Learning by listening
Why you should learn a language through listening rather than by reading a textbook.
Here, I am going to explain why you should learn a language mostly through listening rather than through written text. I will also dive deeper and demonstrate how too much emphasis on written text can directly prevent you from achieving true mastery of the language. In other words:
Attempting to learn a language exclusively from books can interfere with natural acquisition.
Key points:
If we begin our “language learning journey” with written language, we are forcing the brain to store the language in a part of the brain called “the visual cortex.” We are essentially learning to recognize “drawings” of words.
Language, however, belongs in the auditory centers of the brain.
When you learn through listening, you activate deeper and older systems in the brain that are specialized in detecting nuances, pitch, and rhythm.
Visual Memory vs. Auditory Memory
Speech and sound are the primary forms of human communication. They have been with us for hundreds of thousands of years, while the world’s oldest written language is just over 5,000 years old.
Although 5,000 years sounds like a very long time, our species, Homo sapiens, is about 100,000–300,000 years old. The genus Homo that includes Neandertals and and our earlier hominin ancestors traces its roots back 1–2 million years.
This means that for the vast majority of human history we have had no written language. We still engaged with symbolism and decoded weather patterns but this processing in the visual cortex was miniscule compared to the later invention of written language. We have listened and spoken for far longer than we have used written language.
I am not speaking against the invention of written language! I am just trying to convey the idea that the brain did not develop to acquire language through the written word. It is meant to acquire language primarily through sound and here I will try to argue why.

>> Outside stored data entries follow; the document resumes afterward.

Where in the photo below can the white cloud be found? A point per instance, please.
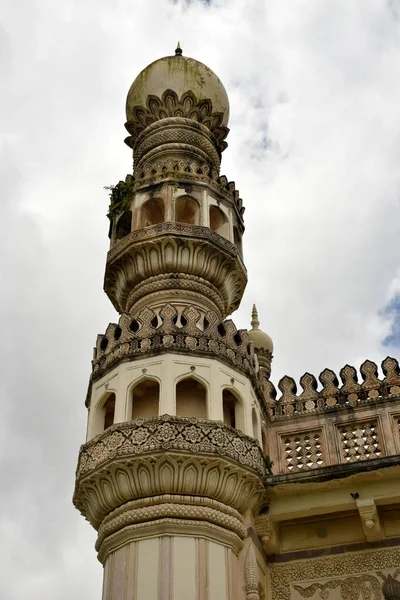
(314, 145)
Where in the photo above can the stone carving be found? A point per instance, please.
(176, 251)
(367, 587)
(391, 588)
(181, 330)
(332, 396)
(352, 565)
(180, 229)
(171, 433)
(170, 105)
(168, 455)
(251, 576)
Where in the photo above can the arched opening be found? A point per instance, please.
(187, 211)
(191, 399)
(219, 222)
(237, 239)
(145, 399)
(124, 225)
(254, 421)
(152, 212)
(232, 410)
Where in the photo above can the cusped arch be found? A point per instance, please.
(191, 397)
(254, 422)
(144, 398)
(187, 210)
(233, 408)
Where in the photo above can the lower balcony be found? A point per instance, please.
(168, 455)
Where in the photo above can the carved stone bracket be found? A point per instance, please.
(251, 576)
(370, 520)
(168, 455)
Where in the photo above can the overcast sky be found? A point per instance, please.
(314, 149)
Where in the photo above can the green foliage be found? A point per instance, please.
(120, 197)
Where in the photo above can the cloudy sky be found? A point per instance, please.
(314, 147)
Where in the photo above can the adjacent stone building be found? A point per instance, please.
(203, 480)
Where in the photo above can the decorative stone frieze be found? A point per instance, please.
(370, 519)
(179, 251)
(174, 455)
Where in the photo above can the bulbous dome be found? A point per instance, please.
(180, 74)
(260, 339)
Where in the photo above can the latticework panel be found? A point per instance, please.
(303, 451)
(360, 441)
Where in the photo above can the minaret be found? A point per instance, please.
(172, 472)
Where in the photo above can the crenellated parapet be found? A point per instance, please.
(347, 420)
(172, 329)
(172, 474)
(154, 265)
(332, 395)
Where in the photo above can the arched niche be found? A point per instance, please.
(264, 441)
(124, 225)
(104, 413)
(219, 222)
(187, 210)
(152, 212)
(191, 398)
(232, 407)
(145, 399)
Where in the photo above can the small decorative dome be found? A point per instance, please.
(180, 74)
(260, 339)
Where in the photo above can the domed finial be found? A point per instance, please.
(255, 323)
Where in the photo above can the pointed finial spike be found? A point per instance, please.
(255, 323)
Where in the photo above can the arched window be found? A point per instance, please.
(254, 421)
(152, 212)
(187, 211)
(219, 222)
(124, 225)
(191, 399)
(232, 410)
(145, 399)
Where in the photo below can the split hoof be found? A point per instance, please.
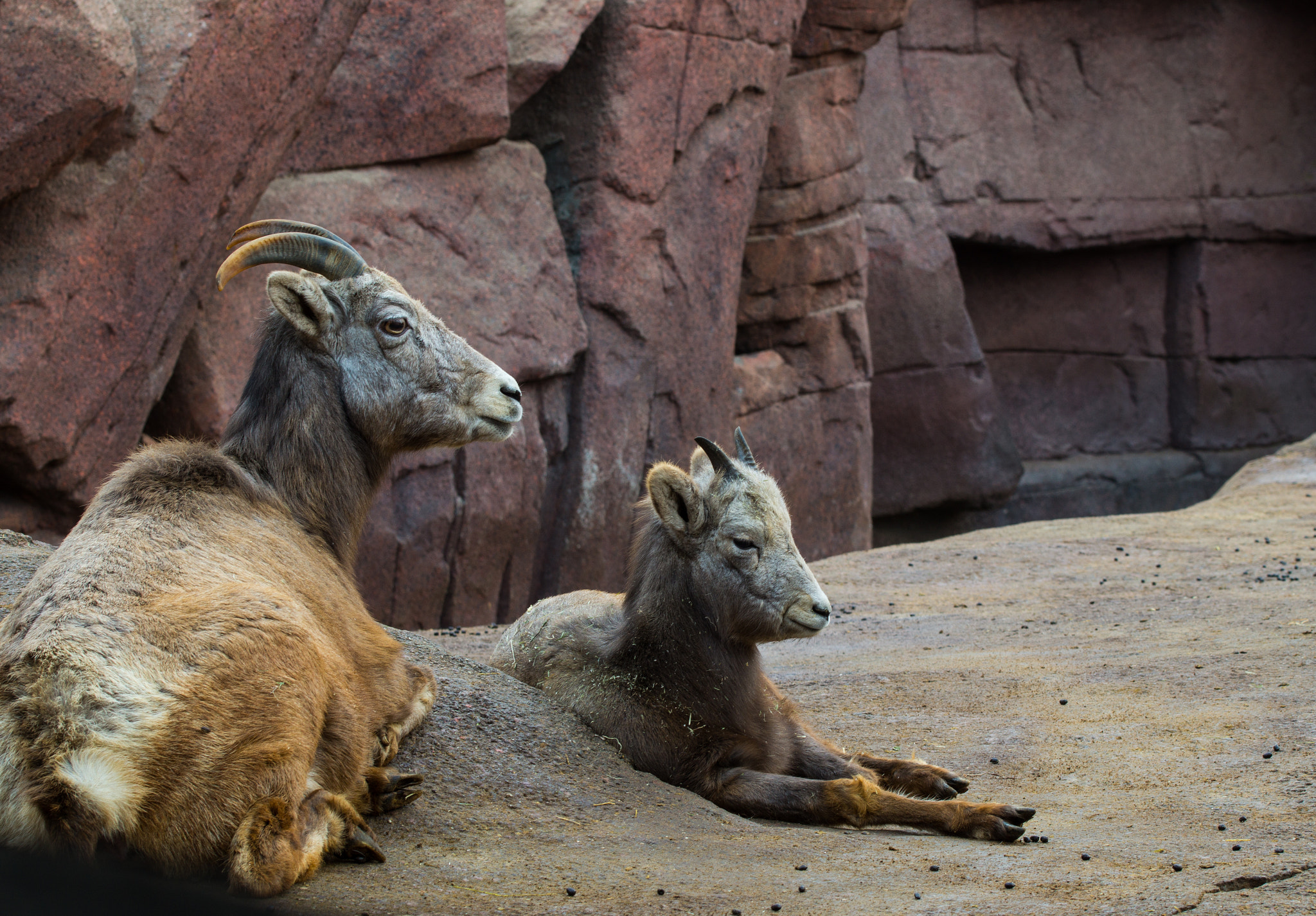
(362, 848)
(1002, 823)
(391, 790)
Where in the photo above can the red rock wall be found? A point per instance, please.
(1103, 213)
(654, 136)
(909, 269)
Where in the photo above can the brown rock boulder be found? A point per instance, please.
(99, 265)
(846, 25)
(819, 448)
(827, 349)
(814, 128)
(940, 435)
(1063, 125)
(456, 537)
(541, 35)
(940, 440)
(1101, 302)
(1062, 403)
(654, 136)
(1243, 344)
(420, 78)
(473, 236)
(66, 67)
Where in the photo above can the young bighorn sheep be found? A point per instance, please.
(193, 678)
(671, 669)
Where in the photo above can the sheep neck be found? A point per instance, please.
(292, 432)
(671, 635)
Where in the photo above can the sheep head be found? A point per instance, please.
(729, 522)
(405, 380)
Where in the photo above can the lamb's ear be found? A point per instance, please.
(675, 499)
(303, 303)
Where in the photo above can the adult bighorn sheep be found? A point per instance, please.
(193, 677)
(671, 669)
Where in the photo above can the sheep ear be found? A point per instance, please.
(303, 303)
(675, 499)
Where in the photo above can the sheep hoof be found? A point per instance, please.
(362, 848)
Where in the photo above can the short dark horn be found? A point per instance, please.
(333, 260)
(262, 228)
(743, 452)
(718, 457)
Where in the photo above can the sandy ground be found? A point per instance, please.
(1184, 644)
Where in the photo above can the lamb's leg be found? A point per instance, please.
(914, 777)
(820, 760)
(277, 847)
(860, 802)
(414, 711)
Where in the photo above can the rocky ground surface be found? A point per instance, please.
(1182, 645)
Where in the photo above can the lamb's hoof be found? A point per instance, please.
(925, 780)
(1003, 823)
(362, 848)
(391, 790)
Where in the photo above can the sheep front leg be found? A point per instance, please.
(914, 777)
(858, 802)
(413, 714)
(820, 760)
(278, 845)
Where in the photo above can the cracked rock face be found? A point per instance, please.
(541, 35)
(65, 67)
(419, 78)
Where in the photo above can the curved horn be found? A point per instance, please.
(718, 457)
(262, 228)
(743, 452)
(333, 260)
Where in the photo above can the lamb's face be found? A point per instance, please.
(408, 382)
(743, 556)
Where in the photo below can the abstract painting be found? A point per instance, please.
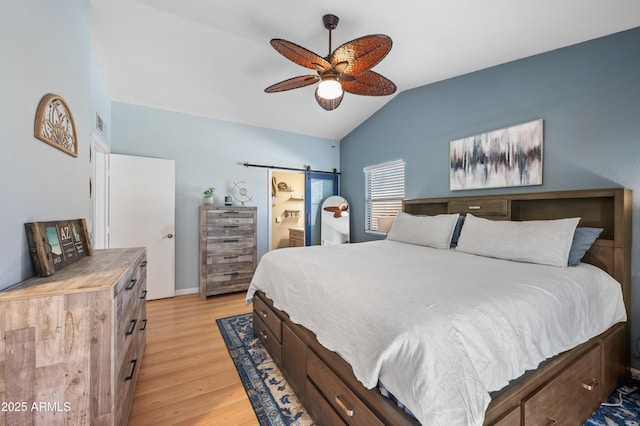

The History of Written Language
Literacy only became widespread relatively recently in human history. Just over a hundred years ago the majority of the world's population was still illiterate. Remarkable traditions, such as Buddhism and the advanced mathematical knowledge of the Indians (called “Kanita“), were preserved through oral tradition for centuries.
Indians discovered many of the formulas that we later attributed to Western mathematicians, but they stored them in the form of verse (so-called sutras) rather than in writing. They considered knowledge to be more secure in a living memory than on a static piece of paper and saw no reason to write it down.
Of course, this meant that somewhere along the way, the identity of the original discoverer was forgotten but perhaps the precise person who “flicked the switch” never really mattered.
Socrates
If we look closer to Europe and North America and trace our intellectual history to Socrates, we find an interesting view on writing. This key thinker famously refused to write down his teachings preferring instead the living dialogue of the Hellenic philosophical tradition.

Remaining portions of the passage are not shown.